Economy and Government and Media & Marketing

BULLS & BEARS: Past pandemics didn't deflate stock market

October 17, 2005

The fear du jour is the Avian Flu and the potential for the mother of all global pandemics.

In November 2004, the World Health Organization said an influenza pandemic was "inevitable," and in May of this year scientists predicted it could strike as much as 20 percent of the world's population!

Recently, news media have shown pictures from Asia of crates of dead birds and reported new predictions, ranging from 5 million to 150 million human deaths.

Hundreds of millions of birds have died, and the most recent numbers from the Centers for Disease Control confirm 112 humans in Asia have been infected, with half those cases resulting in death.

Governments pretty much control the distribution of available vaccine. Given the fabulous government preparedness exhibited during the hurricanes, it's no wonder people are concerned.

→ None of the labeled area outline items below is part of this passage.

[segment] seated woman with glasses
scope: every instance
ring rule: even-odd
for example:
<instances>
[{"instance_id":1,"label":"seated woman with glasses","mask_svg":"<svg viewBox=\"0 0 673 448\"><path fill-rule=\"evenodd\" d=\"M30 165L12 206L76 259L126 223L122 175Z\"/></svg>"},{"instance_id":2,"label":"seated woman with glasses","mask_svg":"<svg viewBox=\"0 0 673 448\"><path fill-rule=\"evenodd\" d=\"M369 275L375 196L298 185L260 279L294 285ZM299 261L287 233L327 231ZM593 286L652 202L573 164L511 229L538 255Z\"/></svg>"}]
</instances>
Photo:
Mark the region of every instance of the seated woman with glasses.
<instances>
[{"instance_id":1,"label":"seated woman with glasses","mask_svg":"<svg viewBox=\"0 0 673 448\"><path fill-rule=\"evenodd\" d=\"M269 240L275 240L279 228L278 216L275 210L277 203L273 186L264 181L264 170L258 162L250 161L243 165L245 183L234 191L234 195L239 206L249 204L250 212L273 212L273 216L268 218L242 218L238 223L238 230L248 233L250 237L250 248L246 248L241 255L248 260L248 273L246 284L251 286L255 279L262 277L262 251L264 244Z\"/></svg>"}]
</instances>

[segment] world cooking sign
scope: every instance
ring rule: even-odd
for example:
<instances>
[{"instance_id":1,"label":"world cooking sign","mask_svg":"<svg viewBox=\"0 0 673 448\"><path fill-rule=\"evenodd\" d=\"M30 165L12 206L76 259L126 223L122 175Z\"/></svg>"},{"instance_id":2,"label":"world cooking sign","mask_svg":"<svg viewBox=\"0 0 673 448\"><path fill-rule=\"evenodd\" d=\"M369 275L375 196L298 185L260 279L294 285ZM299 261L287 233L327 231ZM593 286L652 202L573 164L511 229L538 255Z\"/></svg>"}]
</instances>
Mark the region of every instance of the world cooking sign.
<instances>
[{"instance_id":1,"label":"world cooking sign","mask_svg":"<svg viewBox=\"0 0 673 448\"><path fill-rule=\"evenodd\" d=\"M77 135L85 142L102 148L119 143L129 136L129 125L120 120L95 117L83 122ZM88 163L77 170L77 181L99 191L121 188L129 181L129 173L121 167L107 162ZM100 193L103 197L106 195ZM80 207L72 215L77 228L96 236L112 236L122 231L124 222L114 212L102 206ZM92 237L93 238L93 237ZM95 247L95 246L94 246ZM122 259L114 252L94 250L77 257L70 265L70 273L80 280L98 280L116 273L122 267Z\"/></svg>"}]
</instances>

Recently, a client of mine said: "Oil-price shocks and wars are one thing, but this bird flu is scary stuff which ... would surely affect the economy as well as stock prices."

There have been pandemics throughout history, so what happened to the stock market during prior outbreaks?

The first whopper plague, and the one with the best name, Black Death, occurred in the 1300s. It took out one-quarter of Europe's population, but since capitalism had yet to be dreamed up, nobody knows what the economic impact was.

The second big one, however, was documented.

In 1918 and 1919, the Spanish Flu spread worldwide and killed an estimated 50 million people. A half million died in the United States as well as 200,000 in the United Kingdom.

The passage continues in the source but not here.